Actually, someone could make a MINT if they founded an asshole rehab.


Tom Scola - Sep 14, 2009 8:20:03 am PDT #8702 of 30001
Remember that the frontier of the Rebellion is everywhere. And even the smallest act of insurrection pushes our lines forward.

Kanye West & his bottle of Hennessey at the VMAs: [link]


StuntHusband - Sep 14, 2009 8:22:28 am PDT #8703 of 30001
Electromagnetic candy! - Stark

Actually, someone could make a MINT if they founded an asshole rehab.

(sigh) And they'd be getting some money from me. No matter how hard I try, I fall off the nice-person wagon, someone gets the backside of my hand (verbally), and then I spend weeks attempting to recover from being a jackass.

It's my version of the vodka bottle most of my family has crawled in to.


erikaj - Sep 14, 2009 8:28:23 am PDT #8704 of 30001
Always Anti-fascist!

Maybe we could take "smoke breaks" together while I'm in Snarky Bitch rehab, SH.


Barb - Sep 14, 2009 8:29:32 am PDT #8705 of 30001
“Not dead yet!”

Maybe we could take "smoke breaks" together while I'm in Snarky Bitch rehab, SH.

Now, why on earth would you need rehab for that?

Signed,

Fellow Snarky Bitch.


Frankenbuddha - Sep 14, 2009 8:37:44 am PDT #8706 of 30001
"We are the Goon Squad and we're coming to town...Beep! Beep!" - David Bowie, "Fashion"
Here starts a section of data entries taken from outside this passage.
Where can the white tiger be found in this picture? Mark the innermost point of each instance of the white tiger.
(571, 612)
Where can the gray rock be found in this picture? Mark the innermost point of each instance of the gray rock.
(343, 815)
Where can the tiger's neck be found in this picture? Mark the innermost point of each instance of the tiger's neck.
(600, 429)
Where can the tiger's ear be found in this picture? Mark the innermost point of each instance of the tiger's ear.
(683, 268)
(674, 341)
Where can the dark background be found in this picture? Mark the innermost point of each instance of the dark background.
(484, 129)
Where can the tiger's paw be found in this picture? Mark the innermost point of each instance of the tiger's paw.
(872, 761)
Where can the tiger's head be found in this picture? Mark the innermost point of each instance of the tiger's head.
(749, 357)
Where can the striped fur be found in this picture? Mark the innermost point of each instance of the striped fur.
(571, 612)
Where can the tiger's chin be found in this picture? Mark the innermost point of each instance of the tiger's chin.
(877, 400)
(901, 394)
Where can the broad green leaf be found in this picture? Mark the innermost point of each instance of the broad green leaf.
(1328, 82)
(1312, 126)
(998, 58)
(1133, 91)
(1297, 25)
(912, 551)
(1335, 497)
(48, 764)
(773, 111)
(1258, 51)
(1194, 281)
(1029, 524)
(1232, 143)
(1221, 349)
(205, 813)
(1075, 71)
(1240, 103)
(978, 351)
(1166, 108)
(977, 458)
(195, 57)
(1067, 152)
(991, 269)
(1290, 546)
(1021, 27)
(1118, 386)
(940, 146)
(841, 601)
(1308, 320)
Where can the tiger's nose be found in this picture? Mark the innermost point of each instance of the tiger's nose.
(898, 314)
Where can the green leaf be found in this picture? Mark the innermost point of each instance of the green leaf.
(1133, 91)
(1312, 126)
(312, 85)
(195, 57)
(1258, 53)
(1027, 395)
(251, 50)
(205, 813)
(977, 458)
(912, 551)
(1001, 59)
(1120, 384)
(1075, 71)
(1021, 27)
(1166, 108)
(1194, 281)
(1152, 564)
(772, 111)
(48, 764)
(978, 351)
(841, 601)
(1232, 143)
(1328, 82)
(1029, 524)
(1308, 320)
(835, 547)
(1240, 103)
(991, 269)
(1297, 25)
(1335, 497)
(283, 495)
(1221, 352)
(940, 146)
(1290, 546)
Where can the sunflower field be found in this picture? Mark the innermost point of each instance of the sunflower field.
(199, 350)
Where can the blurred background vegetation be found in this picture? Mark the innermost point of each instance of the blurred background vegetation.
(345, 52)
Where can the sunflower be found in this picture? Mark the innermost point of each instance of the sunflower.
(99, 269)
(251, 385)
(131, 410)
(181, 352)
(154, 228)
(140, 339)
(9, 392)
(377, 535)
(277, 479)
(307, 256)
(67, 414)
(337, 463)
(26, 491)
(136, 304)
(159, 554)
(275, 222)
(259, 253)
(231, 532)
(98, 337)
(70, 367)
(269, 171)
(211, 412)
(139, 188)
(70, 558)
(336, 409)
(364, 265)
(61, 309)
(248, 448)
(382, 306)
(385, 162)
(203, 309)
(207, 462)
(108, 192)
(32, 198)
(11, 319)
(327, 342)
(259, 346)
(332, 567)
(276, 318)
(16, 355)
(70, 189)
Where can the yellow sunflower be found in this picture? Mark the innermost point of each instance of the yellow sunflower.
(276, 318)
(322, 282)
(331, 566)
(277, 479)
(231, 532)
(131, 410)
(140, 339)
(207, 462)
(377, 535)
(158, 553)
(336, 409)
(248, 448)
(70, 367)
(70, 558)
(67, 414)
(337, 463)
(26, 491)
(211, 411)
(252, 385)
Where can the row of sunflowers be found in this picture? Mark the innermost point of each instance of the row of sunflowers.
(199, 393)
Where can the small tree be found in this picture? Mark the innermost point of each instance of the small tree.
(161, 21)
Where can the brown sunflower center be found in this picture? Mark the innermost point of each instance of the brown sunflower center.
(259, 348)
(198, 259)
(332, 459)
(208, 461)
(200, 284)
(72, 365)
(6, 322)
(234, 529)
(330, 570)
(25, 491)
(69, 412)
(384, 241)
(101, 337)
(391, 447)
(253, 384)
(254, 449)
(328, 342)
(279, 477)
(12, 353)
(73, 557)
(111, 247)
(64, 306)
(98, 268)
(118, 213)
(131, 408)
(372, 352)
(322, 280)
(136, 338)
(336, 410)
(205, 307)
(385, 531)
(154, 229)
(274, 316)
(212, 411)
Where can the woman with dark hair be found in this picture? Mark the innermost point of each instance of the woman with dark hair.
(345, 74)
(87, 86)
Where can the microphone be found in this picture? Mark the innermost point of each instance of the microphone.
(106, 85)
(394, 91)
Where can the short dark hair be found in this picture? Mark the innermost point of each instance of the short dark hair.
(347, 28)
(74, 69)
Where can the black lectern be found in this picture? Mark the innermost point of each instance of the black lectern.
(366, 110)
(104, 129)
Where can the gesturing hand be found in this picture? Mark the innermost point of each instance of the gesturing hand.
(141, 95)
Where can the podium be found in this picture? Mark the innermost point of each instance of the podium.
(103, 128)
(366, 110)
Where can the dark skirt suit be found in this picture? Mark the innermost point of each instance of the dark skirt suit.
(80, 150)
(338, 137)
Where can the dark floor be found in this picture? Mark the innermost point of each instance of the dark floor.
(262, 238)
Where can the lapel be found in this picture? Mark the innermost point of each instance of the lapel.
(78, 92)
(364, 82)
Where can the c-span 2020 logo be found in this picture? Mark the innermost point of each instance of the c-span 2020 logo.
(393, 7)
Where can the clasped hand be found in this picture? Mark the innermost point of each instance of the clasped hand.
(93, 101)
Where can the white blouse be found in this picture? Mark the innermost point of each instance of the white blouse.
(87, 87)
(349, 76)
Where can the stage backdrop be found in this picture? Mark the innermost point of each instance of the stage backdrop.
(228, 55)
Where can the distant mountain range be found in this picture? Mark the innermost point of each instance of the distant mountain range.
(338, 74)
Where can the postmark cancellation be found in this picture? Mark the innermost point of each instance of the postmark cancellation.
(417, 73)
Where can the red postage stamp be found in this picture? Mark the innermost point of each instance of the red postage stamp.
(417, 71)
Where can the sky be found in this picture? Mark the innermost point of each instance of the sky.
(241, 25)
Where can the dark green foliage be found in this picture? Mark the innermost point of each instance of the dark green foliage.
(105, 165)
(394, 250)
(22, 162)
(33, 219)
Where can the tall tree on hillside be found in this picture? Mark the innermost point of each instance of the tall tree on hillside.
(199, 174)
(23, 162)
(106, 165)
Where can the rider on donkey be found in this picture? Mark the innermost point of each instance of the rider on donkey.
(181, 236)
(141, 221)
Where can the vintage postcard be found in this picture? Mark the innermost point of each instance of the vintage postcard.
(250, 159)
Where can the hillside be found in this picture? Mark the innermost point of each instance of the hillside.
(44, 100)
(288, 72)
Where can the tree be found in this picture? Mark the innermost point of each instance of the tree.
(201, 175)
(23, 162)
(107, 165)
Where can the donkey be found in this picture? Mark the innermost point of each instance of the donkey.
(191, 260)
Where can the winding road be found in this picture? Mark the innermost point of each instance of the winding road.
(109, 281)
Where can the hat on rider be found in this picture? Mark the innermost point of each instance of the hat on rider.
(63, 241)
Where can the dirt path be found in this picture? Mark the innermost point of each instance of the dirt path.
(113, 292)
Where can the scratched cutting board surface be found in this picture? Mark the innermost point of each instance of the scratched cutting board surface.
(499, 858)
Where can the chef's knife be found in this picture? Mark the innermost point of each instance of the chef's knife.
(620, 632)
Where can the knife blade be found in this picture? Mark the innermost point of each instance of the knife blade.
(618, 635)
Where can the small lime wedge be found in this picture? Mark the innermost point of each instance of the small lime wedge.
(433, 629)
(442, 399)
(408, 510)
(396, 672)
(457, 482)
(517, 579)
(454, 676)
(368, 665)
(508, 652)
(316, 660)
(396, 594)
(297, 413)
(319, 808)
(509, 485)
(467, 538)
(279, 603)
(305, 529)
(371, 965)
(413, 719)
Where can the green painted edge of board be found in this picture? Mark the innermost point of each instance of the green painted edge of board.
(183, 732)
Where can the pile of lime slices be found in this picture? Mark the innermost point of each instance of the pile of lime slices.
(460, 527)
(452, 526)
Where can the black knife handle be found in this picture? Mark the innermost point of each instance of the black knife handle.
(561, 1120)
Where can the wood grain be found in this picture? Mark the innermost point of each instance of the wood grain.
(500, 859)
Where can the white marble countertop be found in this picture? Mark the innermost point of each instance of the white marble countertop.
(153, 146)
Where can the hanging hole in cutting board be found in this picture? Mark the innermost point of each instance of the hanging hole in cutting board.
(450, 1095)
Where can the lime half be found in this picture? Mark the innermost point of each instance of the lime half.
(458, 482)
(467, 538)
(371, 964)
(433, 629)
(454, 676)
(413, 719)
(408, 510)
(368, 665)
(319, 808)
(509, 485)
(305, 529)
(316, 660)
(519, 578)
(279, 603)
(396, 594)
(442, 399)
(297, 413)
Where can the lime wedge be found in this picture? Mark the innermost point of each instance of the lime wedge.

Actually, someone could make a MINT if they founded an asshole rehab.

That would probably require asshole interventions of some kind.

Since the first step would be admitting to being an asshole, I fear there wouldn't be much in the way of voluntary rehab as asshole's often seem to be clueless about their own assholedom.


Frankenbuddha - Sep 14, 2009 8:41:00 am PDT #8707 of 30001
"We are the Goon Squad and we're coming to town...Beep! Beep!" - David Bowie, "Fashion"

(sigh) And they'd be getting some money from me. No matter how hard I try, I fall off the nice-person wagon, someone gets the backside of my hand (verbally), and then I spend weeks attempting to recover from being a jackass.

Some people need a verbal backhanding. People dealing out the deserved treatement are performing a public service, not being assholes.

Also, I see a huge margin of difference between jackassery and assholedom, but that may just be me.


Dana - Sep 14, 2009 8:44:43 am PDT #8708 of 30001
I'm terrifically busy with my ennui.

If I met with an HR person for five minutes during an interview, a short thank you e-mail is appropriate, right?